The spikes detached.
Yiran had seen this attack before. He knew what would happen next.
“No!”
He punched the sky with his gloved fist.
Crimson light exploded from it, forming a massive dome over the area with Eddy and Ada and him in the center. The Hybrid’s
spikes pelted down like a torrential downpour.
But Yiran’s shield held.
A searing heat was spreading throughout his legs, his torso, his arms, his mind. But Yiran gritted his teeth, channeling everything he had into his shield.
And still the violet spikes came raining down.
And still his shield held.
His world went white. He couldn’t see anything, couldn’t feel anything. The heat was unbearable.
Gunshots rang in the air. Shouting and the clang of metal.

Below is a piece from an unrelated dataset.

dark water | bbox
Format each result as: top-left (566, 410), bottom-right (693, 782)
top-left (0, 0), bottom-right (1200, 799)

Through half-closed eyes, Yiran saw two familiar figures sprinting toward him. Felix turned his spikes on Ash and Teshin,
but he was swiftly overwhelmed.
Yiran released his shield and pressed his hands on Eddy’s stomach again. The red pool around him had grown.
“Eddy . . . Eddy? Hang on, we’re getting you help,” Ada whispered, kneeling beside them.
Eddy’s face was so pale, it was almost translucent. His eyes fluttered open and found Yiran’s.
“That was . . . a-amazing . . . Yiran. Must be nice . . . your gift of magic.”
He made a sound, like a soft sigh, and closed his eyes again.